For code-based workflow design, workflow applications can be developed with any general-purpose programming language, but specialized workflow languages also exist. These languages usually come with an associated graphical notation (such as BPMN), although some are textual or XML-based. Examples of specialized languages that can be used for workflow definition in this manner include:
- XPDL
- YAWL (Yet Another Workflow Language)
- SCUFL (Simple Conceptual Unified Flow Language)

The above languages are based on XML syntax and while suitable for manipulation by software, they may be difficult for non-technical people to work with. Therefore, their use is generally augmented by graphical notations enabling the creation of flowchart-like diagrams that are easier for people to develop and interpret: creating such diagrams is in effect a form of "graphical" programming. The software package that allows a user to develop a workflow diagram will typically translate a diagram into its XML equivalent.

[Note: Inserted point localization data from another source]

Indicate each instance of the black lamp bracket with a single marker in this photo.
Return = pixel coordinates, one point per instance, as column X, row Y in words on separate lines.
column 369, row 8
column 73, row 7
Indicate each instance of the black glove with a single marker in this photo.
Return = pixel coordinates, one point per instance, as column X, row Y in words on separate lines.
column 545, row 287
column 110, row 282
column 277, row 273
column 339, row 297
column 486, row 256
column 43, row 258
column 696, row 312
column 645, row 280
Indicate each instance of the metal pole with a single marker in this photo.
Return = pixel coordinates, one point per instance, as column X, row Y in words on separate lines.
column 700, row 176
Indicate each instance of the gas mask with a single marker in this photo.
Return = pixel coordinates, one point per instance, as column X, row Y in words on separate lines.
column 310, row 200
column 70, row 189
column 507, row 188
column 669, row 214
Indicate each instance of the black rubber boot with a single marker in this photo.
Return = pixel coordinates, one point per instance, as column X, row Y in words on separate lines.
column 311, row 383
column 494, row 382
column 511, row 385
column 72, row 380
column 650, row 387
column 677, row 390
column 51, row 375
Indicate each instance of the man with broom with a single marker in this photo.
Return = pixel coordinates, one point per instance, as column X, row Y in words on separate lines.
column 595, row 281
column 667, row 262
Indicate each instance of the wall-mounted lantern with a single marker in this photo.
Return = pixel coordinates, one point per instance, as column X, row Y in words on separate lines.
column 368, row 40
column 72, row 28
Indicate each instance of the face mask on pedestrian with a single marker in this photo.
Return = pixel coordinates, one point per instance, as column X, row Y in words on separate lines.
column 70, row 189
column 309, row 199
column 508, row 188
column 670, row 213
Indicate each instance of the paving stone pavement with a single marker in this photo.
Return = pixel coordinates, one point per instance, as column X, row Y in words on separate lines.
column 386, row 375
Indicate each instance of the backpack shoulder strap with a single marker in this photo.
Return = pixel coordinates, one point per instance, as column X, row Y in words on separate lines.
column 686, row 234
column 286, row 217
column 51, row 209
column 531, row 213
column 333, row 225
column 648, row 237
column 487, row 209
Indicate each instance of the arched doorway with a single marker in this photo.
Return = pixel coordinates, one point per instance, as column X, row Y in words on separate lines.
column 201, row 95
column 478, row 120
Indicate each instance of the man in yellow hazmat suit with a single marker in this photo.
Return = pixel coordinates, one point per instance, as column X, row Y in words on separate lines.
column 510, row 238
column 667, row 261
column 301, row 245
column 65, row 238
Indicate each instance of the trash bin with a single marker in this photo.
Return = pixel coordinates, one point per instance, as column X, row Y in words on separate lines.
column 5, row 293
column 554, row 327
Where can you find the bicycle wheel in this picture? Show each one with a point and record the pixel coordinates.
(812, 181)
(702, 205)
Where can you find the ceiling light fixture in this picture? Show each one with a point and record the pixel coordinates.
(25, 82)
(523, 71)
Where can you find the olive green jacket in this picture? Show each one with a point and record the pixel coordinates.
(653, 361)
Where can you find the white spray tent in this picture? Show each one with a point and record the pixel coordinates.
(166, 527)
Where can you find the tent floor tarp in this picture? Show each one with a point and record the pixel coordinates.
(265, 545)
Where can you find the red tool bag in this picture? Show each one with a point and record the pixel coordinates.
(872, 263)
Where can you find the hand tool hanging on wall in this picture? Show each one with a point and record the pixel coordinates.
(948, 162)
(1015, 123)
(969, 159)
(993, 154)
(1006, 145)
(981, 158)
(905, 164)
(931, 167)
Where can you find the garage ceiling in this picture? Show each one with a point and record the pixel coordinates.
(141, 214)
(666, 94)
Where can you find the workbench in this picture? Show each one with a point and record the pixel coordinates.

Another approach to developing workflow applications is to use a programming language in conjunction with libraries and interfaces that capture abstractions for task coordination. The following are examples of such libraries and interfaces:
- Windows Workflow Foundation (WF)
- Workflow OSID

The use of libraries is generally complementary to diagramming techniques, which are not always sufficient by themselves to create fully functional applications (unless the diagramming tool is part of a specific workflow management system). WF workflows, for example, can be created using Microsoft Visual Studio diagrammatically (their XML equivalent is XAML), and their functionality can be augmented with code written in C# or VB.NET: a given workflow can be called by an existing software application as a Web service. Software development tools such as Visual Studio or the numerous coding environments for Java will also allow particular components to be designed entirely in code and then used as building blocks in workflow diagrams after they are compiled.

One limitation of certain purely diagram-based techniques, such as BPMN mentioned above, is that to fit the purpose of workflow specification, such notations need to be enhanced with additional constructs. These constructs capture data passing, data transformations and routing conditions, to bind tasks to their implementation, etc. BPMN, while intended to serve as a standard, is deficient in this regard. Several commercial packages (such as Microsoft Biztalk) address these needs in proprietary ways (specifically, by enhancing the basic set of diagramming icons with additional icons that support the needed functionality).

For the purpose of static analysis, e.g. to detect semantic errors at design time, it is also possible to represent workflow in a mathematical form using a formal notation such as Petri nets.